Friday, April 3, 2015

Compute Shader Framework

In the last few posts about ray tracing I briefly mentioned compute shaders. If you don't know what they are, here is a short summary:


Compute shaders are not part of the ordinary graphics pipeline, they can be used separately of any other stage. They are particularly meant for computation on the GPU. The compute shaders are in the same language as the other pipeline stages, like the pixel shader. In this case, HLSL. The compute shader takes advantage of the huge speedup the GPU has to offer over the CPU. This is done by taking into account the parallel computation power of the GPU.

When I first started out with compute shaders, I saw it as a black box and didn't really understand how to get started using one. After I found out that it can be really useful for large computations, I decided to implement one for my ray tracing project (with success). After this, I decided to make a simple framework allowing everyone access to compute shaders in a more user friendly way. This is only intented for DirectX compute shaders in C#


So without further ado, here is the framework: ComputeShader.
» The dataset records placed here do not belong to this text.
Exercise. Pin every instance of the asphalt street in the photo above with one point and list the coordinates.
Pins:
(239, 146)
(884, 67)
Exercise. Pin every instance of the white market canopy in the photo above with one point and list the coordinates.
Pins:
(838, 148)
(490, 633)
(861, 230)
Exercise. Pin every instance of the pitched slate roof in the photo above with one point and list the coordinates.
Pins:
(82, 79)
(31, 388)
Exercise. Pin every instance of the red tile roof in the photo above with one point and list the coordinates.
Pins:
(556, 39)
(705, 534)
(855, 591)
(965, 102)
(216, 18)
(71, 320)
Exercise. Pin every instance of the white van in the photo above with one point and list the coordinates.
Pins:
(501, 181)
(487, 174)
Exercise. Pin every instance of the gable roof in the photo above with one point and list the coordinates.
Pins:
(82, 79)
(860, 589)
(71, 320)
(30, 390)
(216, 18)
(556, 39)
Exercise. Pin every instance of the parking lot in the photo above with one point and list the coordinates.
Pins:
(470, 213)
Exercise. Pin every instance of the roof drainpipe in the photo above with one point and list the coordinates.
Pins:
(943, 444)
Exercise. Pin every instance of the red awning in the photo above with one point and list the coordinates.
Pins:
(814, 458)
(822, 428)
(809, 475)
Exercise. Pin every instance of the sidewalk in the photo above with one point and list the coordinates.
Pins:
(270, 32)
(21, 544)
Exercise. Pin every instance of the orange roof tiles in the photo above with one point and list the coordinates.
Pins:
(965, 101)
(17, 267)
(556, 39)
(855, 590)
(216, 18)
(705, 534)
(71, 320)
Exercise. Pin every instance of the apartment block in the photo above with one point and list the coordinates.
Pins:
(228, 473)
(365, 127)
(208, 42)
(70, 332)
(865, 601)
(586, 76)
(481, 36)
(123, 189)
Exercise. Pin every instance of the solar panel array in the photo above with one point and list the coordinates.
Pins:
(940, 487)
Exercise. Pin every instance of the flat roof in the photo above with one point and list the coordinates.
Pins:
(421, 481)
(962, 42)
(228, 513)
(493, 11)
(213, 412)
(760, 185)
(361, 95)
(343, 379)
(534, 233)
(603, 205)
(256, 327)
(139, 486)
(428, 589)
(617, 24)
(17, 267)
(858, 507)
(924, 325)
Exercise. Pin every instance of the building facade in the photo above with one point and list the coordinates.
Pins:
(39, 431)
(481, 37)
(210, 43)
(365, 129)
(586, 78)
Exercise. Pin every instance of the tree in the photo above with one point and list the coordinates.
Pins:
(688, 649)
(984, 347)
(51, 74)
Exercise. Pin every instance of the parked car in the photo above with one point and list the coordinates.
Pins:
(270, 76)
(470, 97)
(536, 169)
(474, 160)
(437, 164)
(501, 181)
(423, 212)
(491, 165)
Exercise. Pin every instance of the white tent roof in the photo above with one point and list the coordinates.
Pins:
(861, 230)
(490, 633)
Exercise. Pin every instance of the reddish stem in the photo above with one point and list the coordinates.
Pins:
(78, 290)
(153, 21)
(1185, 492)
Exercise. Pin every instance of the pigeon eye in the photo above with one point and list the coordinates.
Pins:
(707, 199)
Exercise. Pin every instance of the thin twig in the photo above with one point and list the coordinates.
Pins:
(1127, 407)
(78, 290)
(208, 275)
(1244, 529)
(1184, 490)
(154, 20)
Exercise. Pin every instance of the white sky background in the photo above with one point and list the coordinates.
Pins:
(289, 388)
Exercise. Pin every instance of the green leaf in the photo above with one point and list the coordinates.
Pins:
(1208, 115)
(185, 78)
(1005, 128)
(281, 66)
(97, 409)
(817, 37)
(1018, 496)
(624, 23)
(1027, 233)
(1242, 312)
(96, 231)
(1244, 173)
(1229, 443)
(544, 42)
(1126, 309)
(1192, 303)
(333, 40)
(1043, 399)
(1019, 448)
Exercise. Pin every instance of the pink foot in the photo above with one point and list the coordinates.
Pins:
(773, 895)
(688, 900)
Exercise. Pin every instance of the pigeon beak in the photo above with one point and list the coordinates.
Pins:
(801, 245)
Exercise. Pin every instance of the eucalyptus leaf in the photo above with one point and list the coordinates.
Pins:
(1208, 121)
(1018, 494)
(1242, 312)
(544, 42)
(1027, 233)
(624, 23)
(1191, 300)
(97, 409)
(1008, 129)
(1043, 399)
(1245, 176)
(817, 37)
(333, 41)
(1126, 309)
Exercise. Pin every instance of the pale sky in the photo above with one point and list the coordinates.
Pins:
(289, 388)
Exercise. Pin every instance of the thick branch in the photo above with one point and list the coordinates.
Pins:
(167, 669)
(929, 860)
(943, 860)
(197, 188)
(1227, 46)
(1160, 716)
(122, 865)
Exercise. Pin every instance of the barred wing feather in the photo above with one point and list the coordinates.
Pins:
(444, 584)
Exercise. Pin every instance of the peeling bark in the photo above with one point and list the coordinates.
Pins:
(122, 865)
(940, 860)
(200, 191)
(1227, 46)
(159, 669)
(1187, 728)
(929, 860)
You can also view it on GitHub.
On the first run, the framework will download some NuGet packages from SharpDX. If you have already have SharpDX installed, you can simply reference them to skip this part.

With this framework it's possible to bind any structure to the GPU. You can do numerous things with these structures in your shader, and then output some data that you want to know. You can read this data back in your code and use it later on! A simple example would be updating a particle system: you dump all positions and velocities to the GPU, and then calculate the next positions in your shader.

In your project, either reference the ComputeShaderAddon.dll or add the project to your solution and reference the project.
You can now calculate anything on the GPU by using the next 4 lines of code (don't forget to include ComputeShaderAddon):
ComputeShaderHelper CSHelper = new ComputeShaderHelper(Device, "effect.fx");
int index = CSHelper.SetData<ExampleStruct>(data);

This is the code from the example in the framework. What it does per line:
- Initialize the helper, this compiles the shader (if necessary) and sets it up.
- Set your data from any possible struct to the GPU buffers. The index is stored to retrieve the data later on.
- Executes the compute shader, the number is the amount of cores used on the GPU. The maximum number of cores is 1024, however this will use all calculation power of the GPU at once!
- Retrieve the data from the GPU, using the index from above.
Create your compute shader. Set the amount of cores you want to use in the brackets above the main function like this:[numthreads(cores, 1, 1)]

Likewise, save the length of the array of structs somewhere in the compute shader, if you want to use this like I did in the framework.
Done! Run your project!

The example is a small program I wrote to test the computation power of the GPU in comparison with the CPU. The operation to perform is simple: for every struct you get, count numbers from zero to the length of the array and store them in the struct. Below you'll find a CPU and GPU version of this in code:
// CPU
for (int i = 0; i < amount; i++)
 int result = 0;
 for (int j = 0; j < amount; j++)
 result += j;
 data[i].Data = new Vector3(result, result, result);

// GPU -- ComputeShaderExample.fx in framework
[numthreads(nThreads, 1, 1)]
void CSMain(uint3 id : SV_DispatchThreadID)
 int range = nStructs / nThreads;
 for (uint i = id.x * range; i < id.x * range + range; i++)
 int result = 0;
 for (uint j = 0; j < nStructs; j++)
 result += j;
 data[i].Data = float3(result, result, result);

The framework ran with 50 cores on the GPU, and the results are as follows:

Last data: X:4,9995E+07 Y:4,9995E+07 Z:4,9995E+07
It took the GPU: 102 milliseconds
Last data: X:4,9995E+07 Y:4,9995E+07 Z:4,9995E+07
It took the CPU: 283 milliseconds

With this small calculation the GPU, using 50 cores, is about 3 times faster than the CPU, using only one core.

Some scalings:
StructsCoresGPU time (ms)CPU time (ms)
You can see that the amount of cores is something to fiddle with, since the resulting time differs greatly. This is because the overhead of running all the threads costs more than the actual computation itself, so be careful with this!

Fun stuff: the outcome is easily calculated by: n(n + 1) / 2. This is an easy way to calculate a numerical sequence like this. In this case, n = 9999 (because we start at 0).

Future work

This framework currently only supports Unordered View bindings, so if you would use DirectX 10 you can only bind one array of structures to the compute shader and that's it. In DirectX 11 this is increased to 8, which is supported in this example project.

Currently you still have to set the length of the array and the amount of threads manually in the compute shader. I don't know if it's possible to change this dynamically from code, but if I ever find a way, I will update the framework for sure.